EuPathDB AnnotationHub Recipes and access

This package contains code for generating Bioconductor objects (OrgDb, OrganismDbi, TxDb, GRanges, and BSGenome) for pathogens found on one of the EuPathDB databases:

The primary purposes for this package are:

  1. Generate organism-specific Bioconductor resources to be made available through AnnotationHub.
  2. Generate installable packages for the various resources.
  3. Provide shortcuts for accessing these resources.

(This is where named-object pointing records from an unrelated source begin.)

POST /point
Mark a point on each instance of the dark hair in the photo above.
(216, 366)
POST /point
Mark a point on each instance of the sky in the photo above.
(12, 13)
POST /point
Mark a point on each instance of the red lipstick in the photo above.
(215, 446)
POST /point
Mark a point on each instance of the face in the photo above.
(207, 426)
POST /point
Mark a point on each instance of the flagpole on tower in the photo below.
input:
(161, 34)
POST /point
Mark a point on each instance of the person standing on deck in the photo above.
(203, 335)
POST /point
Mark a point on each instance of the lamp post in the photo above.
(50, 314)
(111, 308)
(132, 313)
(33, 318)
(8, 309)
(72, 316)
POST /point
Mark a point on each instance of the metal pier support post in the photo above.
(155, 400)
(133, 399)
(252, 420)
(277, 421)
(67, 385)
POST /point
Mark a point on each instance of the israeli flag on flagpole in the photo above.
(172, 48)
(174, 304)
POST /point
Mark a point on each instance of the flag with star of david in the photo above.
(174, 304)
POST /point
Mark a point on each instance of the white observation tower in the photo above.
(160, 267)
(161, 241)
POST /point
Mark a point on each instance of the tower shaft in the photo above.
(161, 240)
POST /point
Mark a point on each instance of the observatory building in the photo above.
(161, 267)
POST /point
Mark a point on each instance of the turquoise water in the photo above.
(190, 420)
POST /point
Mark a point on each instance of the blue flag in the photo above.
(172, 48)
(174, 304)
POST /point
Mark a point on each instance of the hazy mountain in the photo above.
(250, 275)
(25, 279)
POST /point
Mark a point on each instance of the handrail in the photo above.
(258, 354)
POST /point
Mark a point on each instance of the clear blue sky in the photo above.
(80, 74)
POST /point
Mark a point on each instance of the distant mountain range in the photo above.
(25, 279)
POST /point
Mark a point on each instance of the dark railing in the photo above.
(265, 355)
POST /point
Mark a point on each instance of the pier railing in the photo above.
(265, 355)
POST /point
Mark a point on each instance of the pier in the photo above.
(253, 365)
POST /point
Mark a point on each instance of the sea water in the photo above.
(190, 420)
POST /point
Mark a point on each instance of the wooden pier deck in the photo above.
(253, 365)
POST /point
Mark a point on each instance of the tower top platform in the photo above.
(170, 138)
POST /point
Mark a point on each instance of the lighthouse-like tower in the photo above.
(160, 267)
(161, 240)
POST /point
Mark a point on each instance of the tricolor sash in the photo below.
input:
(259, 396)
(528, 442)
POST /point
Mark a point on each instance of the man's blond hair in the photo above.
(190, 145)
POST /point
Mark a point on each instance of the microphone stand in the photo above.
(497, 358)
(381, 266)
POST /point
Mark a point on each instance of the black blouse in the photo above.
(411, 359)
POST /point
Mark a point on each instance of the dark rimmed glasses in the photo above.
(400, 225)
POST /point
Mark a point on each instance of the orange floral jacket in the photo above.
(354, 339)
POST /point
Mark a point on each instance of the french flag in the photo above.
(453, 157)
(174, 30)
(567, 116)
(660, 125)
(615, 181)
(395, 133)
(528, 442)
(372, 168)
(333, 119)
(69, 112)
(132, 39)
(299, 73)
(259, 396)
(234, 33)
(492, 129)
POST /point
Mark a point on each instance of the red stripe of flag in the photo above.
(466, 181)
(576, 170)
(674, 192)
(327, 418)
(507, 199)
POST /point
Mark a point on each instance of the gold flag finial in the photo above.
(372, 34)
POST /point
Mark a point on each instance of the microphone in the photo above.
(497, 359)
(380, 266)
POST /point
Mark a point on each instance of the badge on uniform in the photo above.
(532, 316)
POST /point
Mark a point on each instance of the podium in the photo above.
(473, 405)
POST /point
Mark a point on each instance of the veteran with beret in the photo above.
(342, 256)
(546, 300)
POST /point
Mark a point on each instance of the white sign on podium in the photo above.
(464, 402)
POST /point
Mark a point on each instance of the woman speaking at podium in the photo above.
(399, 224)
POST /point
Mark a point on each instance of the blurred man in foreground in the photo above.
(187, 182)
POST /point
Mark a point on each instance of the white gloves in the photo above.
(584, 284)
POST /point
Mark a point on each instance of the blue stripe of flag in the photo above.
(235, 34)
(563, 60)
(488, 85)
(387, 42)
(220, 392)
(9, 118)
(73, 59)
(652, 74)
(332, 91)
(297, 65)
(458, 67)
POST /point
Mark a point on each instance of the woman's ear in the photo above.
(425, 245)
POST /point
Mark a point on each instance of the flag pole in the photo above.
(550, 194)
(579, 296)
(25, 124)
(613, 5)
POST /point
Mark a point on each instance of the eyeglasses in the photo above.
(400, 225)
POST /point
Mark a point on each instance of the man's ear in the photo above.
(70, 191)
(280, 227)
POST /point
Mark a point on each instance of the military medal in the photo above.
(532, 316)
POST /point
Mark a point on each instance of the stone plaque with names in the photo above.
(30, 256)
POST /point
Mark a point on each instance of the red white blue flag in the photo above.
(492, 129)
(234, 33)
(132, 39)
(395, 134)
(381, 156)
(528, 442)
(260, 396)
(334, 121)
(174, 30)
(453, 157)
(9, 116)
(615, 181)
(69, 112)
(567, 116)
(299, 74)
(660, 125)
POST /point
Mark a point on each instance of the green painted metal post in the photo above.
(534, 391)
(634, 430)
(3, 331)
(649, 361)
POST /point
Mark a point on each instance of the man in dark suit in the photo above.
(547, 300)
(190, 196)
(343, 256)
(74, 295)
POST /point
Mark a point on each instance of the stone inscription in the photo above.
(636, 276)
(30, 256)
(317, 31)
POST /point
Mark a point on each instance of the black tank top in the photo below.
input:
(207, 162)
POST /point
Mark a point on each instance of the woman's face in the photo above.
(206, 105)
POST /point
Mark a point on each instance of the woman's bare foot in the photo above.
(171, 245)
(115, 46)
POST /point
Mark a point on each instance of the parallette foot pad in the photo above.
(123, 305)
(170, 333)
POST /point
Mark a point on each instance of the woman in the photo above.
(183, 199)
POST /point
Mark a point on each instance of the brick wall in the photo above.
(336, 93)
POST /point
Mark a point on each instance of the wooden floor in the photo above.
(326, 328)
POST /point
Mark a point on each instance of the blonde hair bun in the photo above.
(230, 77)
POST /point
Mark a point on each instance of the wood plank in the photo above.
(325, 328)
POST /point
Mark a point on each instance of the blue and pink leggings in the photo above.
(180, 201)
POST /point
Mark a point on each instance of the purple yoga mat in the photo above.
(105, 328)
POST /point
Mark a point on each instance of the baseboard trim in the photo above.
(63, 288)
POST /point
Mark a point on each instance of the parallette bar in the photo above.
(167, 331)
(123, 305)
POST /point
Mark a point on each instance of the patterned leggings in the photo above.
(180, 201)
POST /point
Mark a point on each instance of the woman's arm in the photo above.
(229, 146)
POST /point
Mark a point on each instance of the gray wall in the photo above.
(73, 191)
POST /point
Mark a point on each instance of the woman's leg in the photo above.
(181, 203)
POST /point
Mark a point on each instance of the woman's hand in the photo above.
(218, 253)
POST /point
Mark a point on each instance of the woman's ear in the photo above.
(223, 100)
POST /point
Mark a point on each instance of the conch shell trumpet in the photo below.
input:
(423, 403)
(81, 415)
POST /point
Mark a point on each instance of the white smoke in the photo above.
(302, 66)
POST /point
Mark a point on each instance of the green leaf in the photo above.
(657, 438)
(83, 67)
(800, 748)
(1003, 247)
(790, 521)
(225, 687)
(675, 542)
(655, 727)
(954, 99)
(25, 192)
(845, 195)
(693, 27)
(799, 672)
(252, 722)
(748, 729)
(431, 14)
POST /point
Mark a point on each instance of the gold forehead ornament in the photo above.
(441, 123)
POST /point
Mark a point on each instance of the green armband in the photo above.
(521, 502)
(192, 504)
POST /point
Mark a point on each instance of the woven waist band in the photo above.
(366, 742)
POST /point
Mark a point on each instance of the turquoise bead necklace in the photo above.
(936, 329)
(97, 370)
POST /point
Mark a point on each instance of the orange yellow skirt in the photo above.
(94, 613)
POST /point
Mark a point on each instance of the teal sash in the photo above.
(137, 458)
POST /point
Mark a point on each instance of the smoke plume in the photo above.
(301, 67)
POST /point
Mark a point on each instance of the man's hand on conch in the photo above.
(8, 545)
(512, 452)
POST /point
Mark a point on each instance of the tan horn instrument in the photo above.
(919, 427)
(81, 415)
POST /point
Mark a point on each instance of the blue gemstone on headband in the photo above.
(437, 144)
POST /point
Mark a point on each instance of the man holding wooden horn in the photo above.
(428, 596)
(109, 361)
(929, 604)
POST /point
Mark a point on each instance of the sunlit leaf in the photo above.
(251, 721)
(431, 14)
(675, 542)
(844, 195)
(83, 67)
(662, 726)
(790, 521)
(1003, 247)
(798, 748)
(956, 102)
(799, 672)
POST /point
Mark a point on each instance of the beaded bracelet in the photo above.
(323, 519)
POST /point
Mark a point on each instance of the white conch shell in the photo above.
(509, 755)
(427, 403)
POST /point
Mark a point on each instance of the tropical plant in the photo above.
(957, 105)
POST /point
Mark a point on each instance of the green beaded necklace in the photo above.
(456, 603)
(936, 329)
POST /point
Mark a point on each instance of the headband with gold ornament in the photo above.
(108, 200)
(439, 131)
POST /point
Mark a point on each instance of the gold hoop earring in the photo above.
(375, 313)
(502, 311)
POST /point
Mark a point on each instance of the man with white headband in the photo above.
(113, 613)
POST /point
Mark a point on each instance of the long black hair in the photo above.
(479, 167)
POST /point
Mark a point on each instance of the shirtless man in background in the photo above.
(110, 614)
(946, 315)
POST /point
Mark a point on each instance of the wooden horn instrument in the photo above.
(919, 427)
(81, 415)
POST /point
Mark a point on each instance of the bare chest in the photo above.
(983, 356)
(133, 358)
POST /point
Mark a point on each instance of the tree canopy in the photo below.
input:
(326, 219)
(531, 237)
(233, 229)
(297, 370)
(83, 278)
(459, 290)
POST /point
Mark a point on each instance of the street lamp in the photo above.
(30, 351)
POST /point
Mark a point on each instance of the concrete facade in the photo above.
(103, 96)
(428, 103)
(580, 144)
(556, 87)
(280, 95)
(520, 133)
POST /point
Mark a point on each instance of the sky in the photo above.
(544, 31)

To access EuPathDB resources via AnnotationHub, simply load the AnnotationHub package and use the query function like you would for any other AnnotationHub resource:

library(AnnotationHub)

# create an AnnotationHub connection
ah <- AnnotationHub()

# use AnnotationHub to get an OrgDb object for T. gondii ME49
res <- query(ah, c('Toxoplasma gondii ME49', 'OrgDb', 'EuPathDB'))
orgdb <- res[[1]]

To create a local package of a EuPathDB resource, and get information from it:

library(EuPathDB)
## I pretty much always use Leishmania major strain friedlin as my example.
lm_entry <- get_eupath_entry(species="Friedlin")
lm_name <- sc_entry[["Species"]]
lm_name
orgdb_pkgname <- make_eupath_orgdb(lm_entry)
txdb_pkgname <- make_eupath_txdb(lm_entry)
bsgenome_pkgname <- make_eupath_bsgenome(lm_entry)
organismdbi_pkgname <- make_eupath_organismdbi(lm_entry)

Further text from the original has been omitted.